How Will AI Transform Scientific and Technical Writing?
Liz Stillwaggon Swan, University of Colorado Boulder (United States)
Abstract
New developments in artificial intelligence (such as LLMs like ChatGPT) are revolutionizing both science education and the work of educators who teach STEM majors how to write. At the University of Colorado Boulder, STEM majors are required to take one upper division writing course that gives them practice writing grant proposals and literature reviews and presenting technical reports and research posters. As a writer, I believe writing is learning—the very process of organizing our thoughts on paper generates new insights all the time [1]. STEM majors arguably would benefit from more writing practice, but this one course at least introduces them to the main writing genres they’ll use as working scientists and helps them build confidence in effective science communication. But the value of the human writing process is becoming eclipsed by the seductively speedy ease ChatGPT offers to college students short on time and university administrators tasked with budget cuts. U.S. Philosophy departments have suffered “erosion” over the past decade while favor has shifted to more pragmatic majors with a higher ROI like business and law [2]. And while university writing programs aren’t (yet) on the chopping block, there’s a sentiment they’re becoming vestigial as more STEM faculty encourage their students to offload their writing needs to ChatGPT. But what’s left of the university mission when both thinking and writing are eliminated? If invited to participate in NPSE-15, I’d foster a cross-disciplinary conversation on how AI is transforming the way we learn and teach science, examining both what we’ll gain and what we stand to lose (an outgrowth of my current research [3]). I’m open to coordinating a panel presentation / discussion with other conference participants whose submissions align with this theme. Thank you for your consideration.

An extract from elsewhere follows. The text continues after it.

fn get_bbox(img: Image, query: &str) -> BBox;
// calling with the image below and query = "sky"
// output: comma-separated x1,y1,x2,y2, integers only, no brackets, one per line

Keywords: Artificial Intelligence (AI); scientific and technical writing; STEM.
REFERENCES
[1] Swan, L. S. (2025, August). “Why human writing is essential in the age of AI.” Psychology Today.
[2] American Philosophical Association. (2021, June 17). Department closures and the future of the profession. Blog of the American Philosophical Association.
[3] Swan, L.S. (Ed.) (forthcoming 2026). How Will AI Transform Human Nature? Springer: Dordrecht.